In contrast to the ‘reverse genetics’ strategies above, which create mutants in predicted immunological genes using a bottom-up strategy, perhaps the greatest contribution made to immunology by the genome sequence lies in facilitating ‘forward genetics’ approaches. These start with an altered immunological trait and proceed from the top down to identify the causative gene. The trait may be a difference between strains of mice or a difference in human families. Research efforts can be focused on genes with key roles in immunological processes, regardless of sequence or expression pattern. A clear example is the identification of the mutated gene, AIRE, responsible for a mendelian syndrome of endocrine autoimmunity and candida infections (APECED)13,14. The genome sequence allowed identification of candidate genes within the chromosomal interval to which the APECED mutation had been mapped. Resequencing of these candidates from affected individuals revealed the mutant AIRE gene. Our experience is that public genome databases have not quite reached the goal of laying out all candidate genes between two markers. Using a test search for an interval on chromosome 21, not all known markers could be located on the chromosome map, and there were gaps in gene annotation (see Supplementary Information).

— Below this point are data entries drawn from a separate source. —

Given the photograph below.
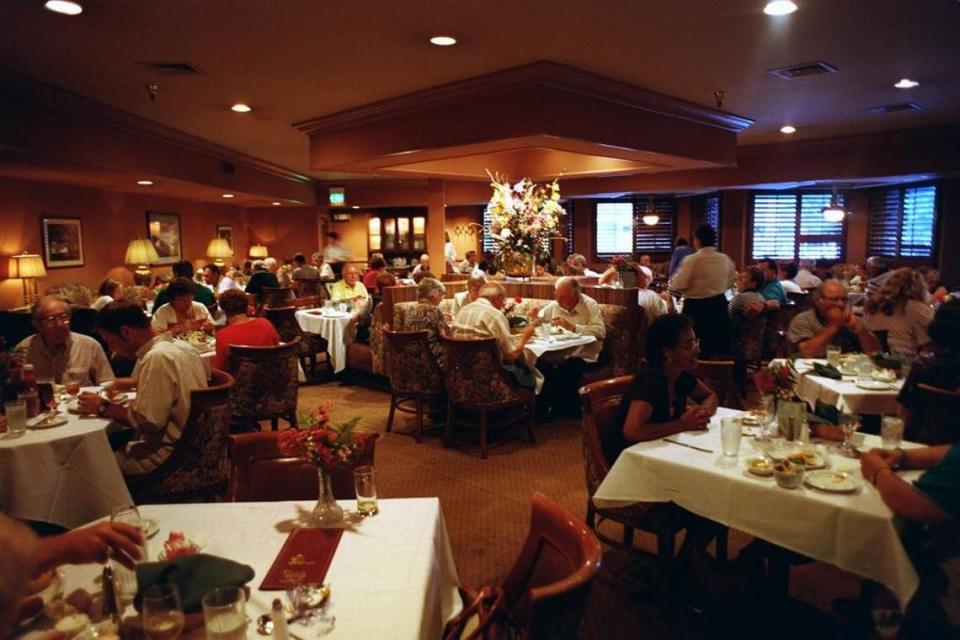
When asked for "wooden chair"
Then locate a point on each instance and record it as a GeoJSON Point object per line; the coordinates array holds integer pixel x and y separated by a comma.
{"type": "Point", "coordinates": [546, 591]}
{"type": "Point", "coordinates": [196, 468]}
{"type": "Point", "coordinates": [284, 320]}
{"type": "Point", "coordinates": [415, 376]}
{"type": "Point", "coordinates": [266, 383]}
{"type": "Point", "coordinates": [477, 383]}
{"type": "Point", "coordinates": [936, 419]}
{"type": "Point", "coordinates": [260, 472]}
{"type": "Point", "coordinates": [718, 375]}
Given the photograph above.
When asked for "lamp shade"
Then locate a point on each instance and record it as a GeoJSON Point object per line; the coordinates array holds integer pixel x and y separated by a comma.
{"type": "Point", "coordinates": [219, 248]}
{"type": "Point", "coordinates": [29, 265]}
{"type": "Point", "coordinates": [141, 252]}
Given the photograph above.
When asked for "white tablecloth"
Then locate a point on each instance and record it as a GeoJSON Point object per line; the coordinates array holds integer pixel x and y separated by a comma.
{"type": "Point", "coordinates": [852, 531]}
{"type": "Point", "coordinates": [558, 350]}
{"type": "Point", "coordinates": [63, 475]}
{"type": "Point", "coordinates": [844, 394]}
{"type": "Point", "coordinates": [337, 329]}
{"type": "Point", "coordinates": [392, 576]}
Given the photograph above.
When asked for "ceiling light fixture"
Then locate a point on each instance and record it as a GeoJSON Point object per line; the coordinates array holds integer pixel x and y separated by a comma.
{"type": "Point", "coordinates": [834, 211]}
{"type": "Point", "coordinates": [66, 7]}
{"type": "Point", "coordinates": [906, 83]}
{"type": "Point", "coordinates": [779, 8]}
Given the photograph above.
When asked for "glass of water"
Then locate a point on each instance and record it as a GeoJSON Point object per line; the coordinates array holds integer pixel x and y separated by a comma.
{"type": "Point", "coordinates": [731, 429]}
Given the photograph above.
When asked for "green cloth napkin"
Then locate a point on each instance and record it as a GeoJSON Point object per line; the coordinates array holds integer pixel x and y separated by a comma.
{"type": "Point", "coordinates": [194, 576]}
{"type": "Point", "coordinates": [827, 371]}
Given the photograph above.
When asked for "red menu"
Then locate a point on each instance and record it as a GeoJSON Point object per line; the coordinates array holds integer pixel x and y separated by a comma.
{"type": "Point", "coordinates": [304, 559]}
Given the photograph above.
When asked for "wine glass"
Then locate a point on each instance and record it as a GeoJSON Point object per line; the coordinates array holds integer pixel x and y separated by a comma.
{"type": "Point", "coordinates": [162, 612]}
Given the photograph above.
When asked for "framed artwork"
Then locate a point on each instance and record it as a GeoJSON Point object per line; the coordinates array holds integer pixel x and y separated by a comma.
{"type": "Point", "coordinates": [62, 242]}
{"type": "Point", "coordinates": [163, 229]}
{"type": "Point", "coordinates": [225, 232]}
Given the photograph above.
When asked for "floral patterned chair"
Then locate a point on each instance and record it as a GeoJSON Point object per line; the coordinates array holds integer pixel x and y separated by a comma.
{"type": "Point", "coordinates": [477, 383]}
{"type": "Point", "coordinates": [197, 466]}
{"type": "Point", "coordinates": [266, 383]}
{"type": "Point", "coordinates": [415, 376]}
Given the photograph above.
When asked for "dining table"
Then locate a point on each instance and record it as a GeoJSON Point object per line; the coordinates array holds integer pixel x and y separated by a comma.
{"type": "Point", "coordinates": [392, 574]}
{"type": "Point", "coordinates": [854, 530]}
{"type": "Point", "coordinates": [335, 326]}
{"type": "Point", "coordinates": [64, 475]}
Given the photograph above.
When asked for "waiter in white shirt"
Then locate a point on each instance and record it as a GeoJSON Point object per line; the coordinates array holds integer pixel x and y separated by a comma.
{"type": "Point", "coordinates": [703, 278]}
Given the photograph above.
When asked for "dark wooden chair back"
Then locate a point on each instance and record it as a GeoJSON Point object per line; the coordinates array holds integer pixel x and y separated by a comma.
{"type": "Point", "coordinates": [260, 472]}
{"type": "Point", "coordinates": [546, 591]}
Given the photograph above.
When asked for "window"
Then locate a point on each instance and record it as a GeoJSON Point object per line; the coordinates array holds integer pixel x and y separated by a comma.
{"type": "Point", "coordinates": [787, 226]}
{"type": "Point", "coordinates": [903, 222]}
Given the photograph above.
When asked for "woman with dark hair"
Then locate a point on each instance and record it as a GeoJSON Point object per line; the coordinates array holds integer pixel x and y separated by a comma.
{"type": "Point", "coordinates": [665, 397]}
{"type": "Point", "coordinates": [241, 329]}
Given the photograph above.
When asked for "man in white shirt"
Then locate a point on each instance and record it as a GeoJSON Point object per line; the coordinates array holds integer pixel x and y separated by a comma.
{"type": "Point", "coordinates": [484, 318]}
{"type": "Point", "coordinates": [579, 313]}
{"type": "Point", "coordinates": [167, 370]}
{"type": "Point", "coordinates": [55, 351]}
{"type": "Point", "coordinates": [704, 278]}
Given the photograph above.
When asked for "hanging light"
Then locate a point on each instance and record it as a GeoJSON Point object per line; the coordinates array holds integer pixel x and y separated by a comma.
{"type": "Point", "coordinates": [834, 212]}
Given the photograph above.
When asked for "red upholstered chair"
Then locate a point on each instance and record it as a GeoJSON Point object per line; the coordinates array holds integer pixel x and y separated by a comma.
{"type": "Point", "coordinates": [260, 472]}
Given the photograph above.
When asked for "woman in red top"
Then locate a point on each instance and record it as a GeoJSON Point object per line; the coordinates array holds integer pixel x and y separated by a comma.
{"type": "Point", "coordinates": [240, 329]}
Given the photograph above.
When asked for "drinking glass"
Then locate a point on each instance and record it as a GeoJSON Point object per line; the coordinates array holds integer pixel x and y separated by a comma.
{"type": "Point", "coordinates": [225, 613]}
{"type": "Point", "coordinates": [162, 612]}
{"type": "Point", "coordinates": [365, 481]}
{"type": "Point", "coordinates": [730, 432]}
{"type": "Point", "coordinates": [891, 432]}
{"type": "Point", "coordinates": [16, 411]}
{"type": "Point", "coordinates": [125, 580]}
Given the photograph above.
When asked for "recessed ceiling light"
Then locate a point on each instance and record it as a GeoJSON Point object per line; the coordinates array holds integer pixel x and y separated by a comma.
{"type": "Point", "coordinates": [906, 83]}
{"type": "Point", "coordinates": [779, 8]}
{"type": "Point", "coordinates": [66, 7]}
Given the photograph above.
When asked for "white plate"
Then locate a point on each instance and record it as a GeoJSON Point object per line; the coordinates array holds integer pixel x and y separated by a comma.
{"type": "Point", "coordinates": [833, 481]}
{"type": "Point", "coordinates": [874, 385]}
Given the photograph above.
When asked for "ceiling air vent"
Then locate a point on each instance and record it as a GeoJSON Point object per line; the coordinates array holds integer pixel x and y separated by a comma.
{"type": "Point", "coordinates": [172, 68]}
{"type": "Point", "coordinates": [894, 108]}
{"type": "Point", "coordinates": [803, 70]}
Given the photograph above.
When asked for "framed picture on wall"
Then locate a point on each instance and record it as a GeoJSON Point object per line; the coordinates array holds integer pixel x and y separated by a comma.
{"type": "Point", "coordinates": [225, 232]}
{"type": "Point", "coordinates": [62, 242]}
{"type": "Point", "coordinates": [163, 229]}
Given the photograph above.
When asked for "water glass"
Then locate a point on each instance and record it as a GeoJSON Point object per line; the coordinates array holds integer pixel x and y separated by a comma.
{"type": "Point", "coordinates": [162, 612]}
{"type": "Point", "coordinates": [365, 482]}
{"type": "Point", "coordinates": [833, 356]}
{"type": "Point", "coordinates": [731, 429]}
{"type": "Point", "coordinates": [225, 613]}
{"type": "Point", "coordinates": [891, 432]}
{"type": "Point", "coordinates": [16, 411]}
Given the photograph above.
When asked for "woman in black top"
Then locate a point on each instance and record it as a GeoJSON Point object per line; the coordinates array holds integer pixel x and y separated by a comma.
{"type": "Point", "coordinates": [666, 397]}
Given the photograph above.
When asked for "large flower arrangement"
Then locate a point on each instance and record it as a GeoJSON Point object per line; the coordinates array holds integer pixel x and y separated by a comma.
{"type": "Point", "coordinates": [523, 216]}
{"type": "Point", "coordinates": [330, 446]}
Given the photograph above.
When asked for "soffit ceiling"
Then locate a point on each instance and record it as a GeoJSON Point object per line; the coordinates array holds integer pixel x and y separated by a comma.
{"type": "Point", "coordinates": [300, 59]}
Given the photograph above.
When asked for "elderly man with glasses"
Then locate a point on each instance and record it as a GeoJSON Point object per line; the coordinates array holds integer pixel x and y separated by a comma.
{"type": "Point", "coordinates": [54, 351]}
{"type": "Point", "coordinates": [830, 322]}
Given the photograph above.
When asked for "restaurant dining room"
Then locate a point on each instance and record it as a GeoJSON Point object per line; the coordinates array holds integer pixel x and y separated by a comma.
{"type": "Point", "coordinates": [479, 320]}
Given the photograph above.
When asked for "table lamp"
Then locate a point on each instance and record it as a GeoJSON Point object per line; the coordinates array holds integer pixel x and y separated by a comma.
{"type": "Point", "coordinates": [141, 252]}
{"type": "Point", "coordinates": [218, 249]}
{"type": "Point", "coordinates": [27, 266]}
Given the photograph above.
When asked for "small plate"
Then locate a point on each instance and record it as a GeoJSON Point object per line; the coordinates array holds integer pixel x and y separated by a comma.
{"type": "Point", "coordinates": [833, 481]}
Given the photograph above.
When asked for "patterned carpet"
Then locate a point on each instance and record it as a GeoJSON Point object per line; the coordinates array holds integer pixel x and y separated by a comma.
{"type": "Point", "coordinates": [486, 506]}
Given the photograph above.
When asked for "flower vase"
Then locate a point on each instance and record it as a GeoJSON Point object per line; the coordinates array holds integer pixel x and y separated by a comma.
{"type": "Point", "coordinates": [327, 511]}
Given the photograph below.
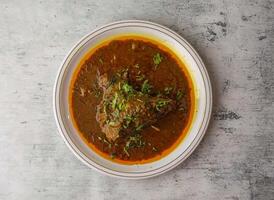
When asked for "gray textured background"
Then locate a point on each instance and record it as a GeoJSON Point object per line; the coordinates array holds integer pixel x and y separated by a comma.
{"type": "Point", "coordinates": [235, 159]}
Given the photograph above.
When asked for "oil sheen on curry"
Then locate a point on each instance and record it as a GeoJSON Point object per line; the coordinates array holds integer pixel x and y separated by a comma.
{"type": "Point", "coordinates": [131, 100]}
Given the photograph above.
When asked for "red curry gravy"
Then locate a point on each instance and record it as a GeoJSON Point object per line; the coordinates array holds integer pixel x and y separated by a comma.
{"type": "Point", "coordinates": [145, 62]}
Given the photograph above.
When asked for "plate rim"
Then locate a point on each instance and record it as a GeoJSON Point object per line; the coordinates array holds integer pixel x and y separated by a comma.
{"type": "Point", "coordinates": [127, 175]}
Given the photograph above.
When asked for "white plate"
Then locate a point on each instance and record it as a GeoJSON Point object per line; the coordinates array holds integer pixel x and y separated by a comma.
{"type": "Point", "coordinates": [203, 95]}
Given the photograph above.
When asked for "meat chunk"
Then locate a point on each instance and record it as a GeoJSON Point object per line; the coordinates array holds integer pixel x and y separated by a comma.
{"type": "Point", "coordinates": [124, 110]}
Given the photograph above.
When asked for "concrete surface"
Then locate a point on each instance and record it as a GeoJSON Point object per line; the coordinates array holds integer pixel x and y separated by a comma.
{"type": "Point", "coordinates": [235, 159]}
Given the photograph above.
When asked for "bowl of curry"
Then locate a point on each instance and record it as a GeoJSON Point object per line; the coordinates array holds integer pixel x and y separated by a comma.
{"type": "Point", "coordinates": [132, 99]}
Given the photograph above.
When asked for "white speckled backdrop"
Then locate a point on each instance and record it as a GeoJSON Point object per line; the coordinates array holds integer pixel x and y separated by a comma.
{"type": "Point", "coordinates": [235, 159]}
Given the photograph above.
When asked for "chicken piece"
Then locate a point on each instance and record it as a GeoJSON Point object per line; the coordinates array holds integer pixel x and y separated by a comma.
{"type": "Point", "coordinates": [124, 110]}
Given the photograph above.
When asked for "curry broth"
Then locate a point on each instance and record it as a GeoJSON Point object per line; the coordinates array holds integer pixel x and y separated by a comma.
{"type": "Point", "coordinates": [117, 54]}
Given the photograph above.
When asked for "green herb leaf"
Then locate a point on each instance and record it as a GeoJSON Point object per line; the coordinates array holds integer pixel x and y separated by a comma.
{"type": "Point", "coordinates": [161, 103]}
{"type": "Point", "coordinates": [140, 127]}
{"type": "Point", "coordinates": [128, 89]}
{"type": "Point", "coordinates": [114, 100]}
{"type": "Point", "coordinates": [146, 87]}
{"type": "Point", "coordinates": [140, 77]}
{"type": "Point", "coordinates": [157, 59]}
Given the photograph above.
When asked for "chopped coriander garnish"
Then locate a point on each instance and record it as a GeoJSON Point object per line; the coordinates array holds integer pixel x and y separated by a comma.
{"type": "Point", "coordinates": [111, 123]}
{"type": "Point", "coordinates": [161, 103]}
{"type": "Point", "coordinates": [140, 127]}
{"type": "Point", "coordinates": [140, 77]}
{"type": "Point", "coordinates": [157, 59]}
{"type": "Point", "coordinates": [127, 88]}
{"type": "Point", "coordinates": [146, 87]}
{"type": "Point", "coordinates": [114, 100]}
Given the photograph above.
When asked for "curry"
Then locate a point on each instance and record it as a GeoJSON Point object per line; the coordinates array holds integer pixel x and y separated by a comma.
{"type": "Point", "coordinates": [132, 100]}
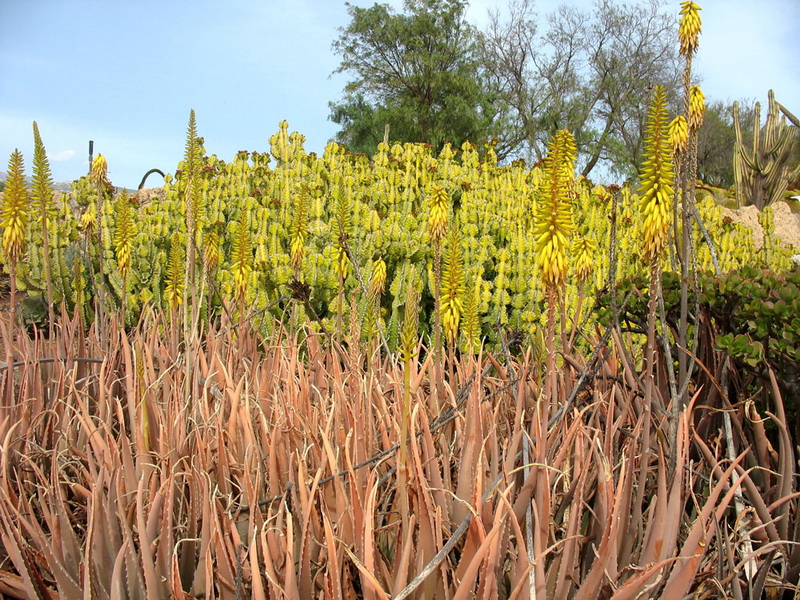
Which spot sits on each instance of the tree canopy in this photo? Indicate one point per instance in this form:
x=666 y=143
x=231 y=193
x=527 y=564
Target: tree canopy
x=417 y=72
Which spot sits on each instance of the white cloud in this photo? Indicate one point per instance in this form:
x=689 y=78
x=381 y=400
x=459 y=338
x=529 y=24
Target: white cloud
x=63 y=156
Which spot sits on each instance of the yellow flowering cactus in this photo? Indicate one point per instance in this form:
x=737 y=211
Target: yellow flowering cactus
x=689 y=28
x=656 y=179
x=697 y=107
x=553 y=220
x=679 y=135
x=15 y=212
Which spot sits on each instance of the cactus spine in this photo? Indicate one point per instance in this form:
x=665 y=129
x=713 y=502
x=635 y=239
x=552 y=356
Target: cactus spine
x=763 y=173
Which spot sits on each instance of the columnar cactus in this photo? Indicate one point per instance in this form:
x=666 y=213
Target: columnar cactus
x=763 y=173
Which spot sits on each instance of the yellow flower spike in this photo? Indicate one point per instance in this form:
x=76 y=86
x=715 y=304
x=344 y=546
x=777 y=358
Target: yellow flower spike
x=173 y=292
x=437 y=217
x=679 y=135
x=553 y=218
x=377 y=282
x=452 y=293
x=410 y=328
x=697 y=107
x=690 y=26
x=100 y=170
x=124 y=233
x=655 y=188
x=15 y=209
x=241 y=258
x=584 y=250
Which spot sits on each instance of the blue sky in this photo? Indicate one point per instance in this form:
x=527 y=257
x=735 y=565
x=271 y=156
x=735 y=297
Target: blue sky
x=125 y=73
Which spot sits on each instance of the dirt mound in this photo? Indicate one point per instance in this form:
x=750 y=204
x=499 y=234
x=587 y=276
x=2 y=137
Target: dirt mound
x=787 y=224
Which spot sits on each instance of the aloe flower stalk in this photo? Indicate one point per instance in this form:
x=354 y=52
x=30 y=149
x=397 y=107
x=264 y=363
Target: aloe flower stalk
x=553 y=219
x=689 y=28
x=656 y=179
x=15 y=219
x=452 y=293
x=697 y=107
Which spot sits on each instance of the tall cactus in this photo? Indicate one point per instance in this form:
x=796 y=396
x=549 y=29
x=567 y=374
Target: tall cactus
x=763 y=174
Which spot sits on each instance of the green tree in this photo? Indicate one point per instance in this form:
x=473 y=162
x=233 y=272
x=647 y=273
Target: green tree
x=588 y=72
x=417 y=73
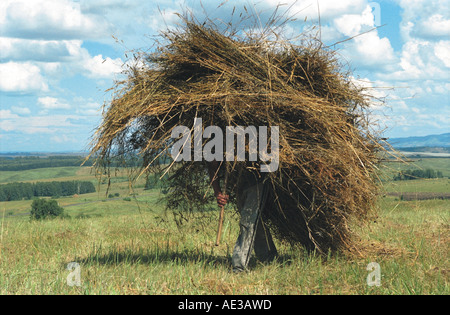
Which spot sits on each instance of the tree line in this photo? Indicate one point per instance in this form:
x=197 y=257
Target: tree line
x=19 y=191
x=416 y=174
x=34 y=162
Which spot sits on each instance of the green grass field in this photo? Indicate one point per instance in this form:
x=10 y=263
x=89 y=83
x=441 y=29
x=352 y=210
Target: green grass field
x=135 y=247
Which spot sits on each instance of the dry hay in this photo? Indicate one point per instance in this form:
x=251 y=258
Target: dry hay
x=228 y=77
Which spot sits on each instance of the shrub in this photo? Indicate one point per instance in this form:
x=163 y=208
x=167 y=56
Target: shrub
x=42 y=209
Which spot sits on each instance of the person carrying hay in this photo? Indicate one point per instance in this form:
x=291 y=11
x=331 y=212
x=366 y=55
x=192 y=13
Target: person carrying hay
x=252 y=194
x=328 y=153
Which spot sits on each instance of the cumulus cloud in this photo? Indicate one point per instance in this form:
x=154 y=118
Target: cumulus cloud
x=48 y=102
x=18 y=49
x=328 y=9
x=48 y=19
x=21 y=77
x=99 y=67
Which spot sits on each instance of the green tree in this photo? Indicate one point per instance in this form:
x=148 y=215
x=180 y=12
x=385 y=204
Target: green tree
x=42 y=209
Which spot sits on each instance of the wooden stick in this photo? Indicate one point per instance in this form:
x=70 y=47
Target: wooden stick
x=222 y=210
x=219 y=230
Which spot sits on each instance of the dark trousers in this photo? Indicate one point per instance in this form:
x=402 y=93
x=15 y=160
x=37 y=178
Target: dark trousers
x=253 y=233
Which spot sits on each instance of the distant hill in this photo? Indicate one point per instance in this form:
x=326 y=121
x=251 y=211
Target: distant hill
x=434 y=141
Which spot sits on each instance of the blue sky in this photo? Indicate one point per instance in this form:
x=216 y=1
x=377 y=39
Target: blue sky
x=58 y=57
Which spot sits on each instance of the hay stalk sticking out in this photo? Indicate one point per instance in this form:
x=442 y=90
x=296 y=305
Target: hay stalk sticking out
x=327 y=155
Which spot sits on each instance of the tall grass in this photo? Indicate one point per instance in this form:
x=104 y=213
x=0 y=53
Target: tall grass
x=142 y=251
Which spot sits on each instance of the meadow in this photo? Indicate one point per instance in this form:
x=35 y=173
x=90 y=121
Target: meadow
x=126 y=243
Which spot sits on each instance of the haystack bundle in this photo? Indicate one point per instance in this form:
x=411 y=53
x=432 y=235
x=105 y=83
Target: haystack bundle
x=226 y=77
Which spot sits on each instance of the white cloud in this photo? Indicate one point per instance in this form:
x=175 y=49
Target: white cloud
x=99 y=67
x=424 y=19
x=421 y=60
x=442 y=51
x=48 y=102
x=18 y=49
x=365 y=50
x=21 y=110
x=21 y=77
x=48 y=19
x=6 y=114
x=435 y=26
x=328 y=9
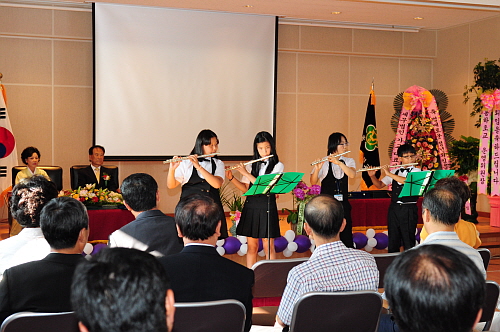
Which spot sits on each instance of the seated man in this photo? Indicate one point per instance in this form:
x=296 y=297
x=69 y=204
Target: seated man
x=152 y=231
x=27 y=200
x=434 y=288
x=95 y=172
x=332 y=267
x=122 y=289
x=198 y=272
x=44 y=286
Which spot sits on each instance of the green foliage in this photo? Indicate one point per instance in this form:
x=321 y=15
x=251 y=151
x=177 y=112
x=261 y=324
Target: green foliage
x=486 y=77
x=464 y=154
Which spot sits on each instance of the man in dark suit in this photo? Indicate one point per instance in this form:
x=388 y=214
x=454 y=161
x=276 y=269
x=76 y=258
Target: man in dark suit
x=198 y=272
x=44 y=286
x=96 y=173
x=151 y=231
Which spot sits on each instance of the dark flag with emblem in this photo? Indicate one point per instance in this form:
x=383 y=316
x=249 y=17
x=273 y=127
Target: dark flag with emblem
x=8 y=152
x=368 y=150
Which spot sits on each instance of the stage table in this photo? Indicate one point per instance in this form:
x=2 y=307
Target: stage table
x=372 y=212
x=103 y=222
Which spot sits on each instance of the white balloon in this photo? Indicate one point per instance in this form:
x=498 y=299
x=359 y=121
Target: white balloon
x=372 y=242
x=88 y=248
x=221 y=251
x=370 y=232
x=290 y=235
x=292 y=246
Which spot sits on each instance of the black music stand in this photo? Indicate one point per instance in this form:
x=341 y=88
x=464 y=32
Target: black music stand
x=280 y=183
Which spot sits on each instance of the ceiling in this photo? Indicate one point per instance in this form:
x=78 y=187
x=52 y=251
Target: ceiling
x=371 y=14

With the mouse genome sequence to be completed in 2001, phenotype-driven gene identification strategies can now be performed on a large scale by genome-wide mutagenesis in the mouse. Use of the supermutagen ethylnitrosourea (ENU) to induce point mutations in a large fraction of genes, coupled with sensitive screens for immunological traits, is allowing identification of many key regulators of the immune system15,16.

The complete list of parts provided by the human genome sequence will, on its own, not solve the major questions facing immunologists. Rather, it will form the basis of experiments designed to understand how the parts fit together to control immune responses.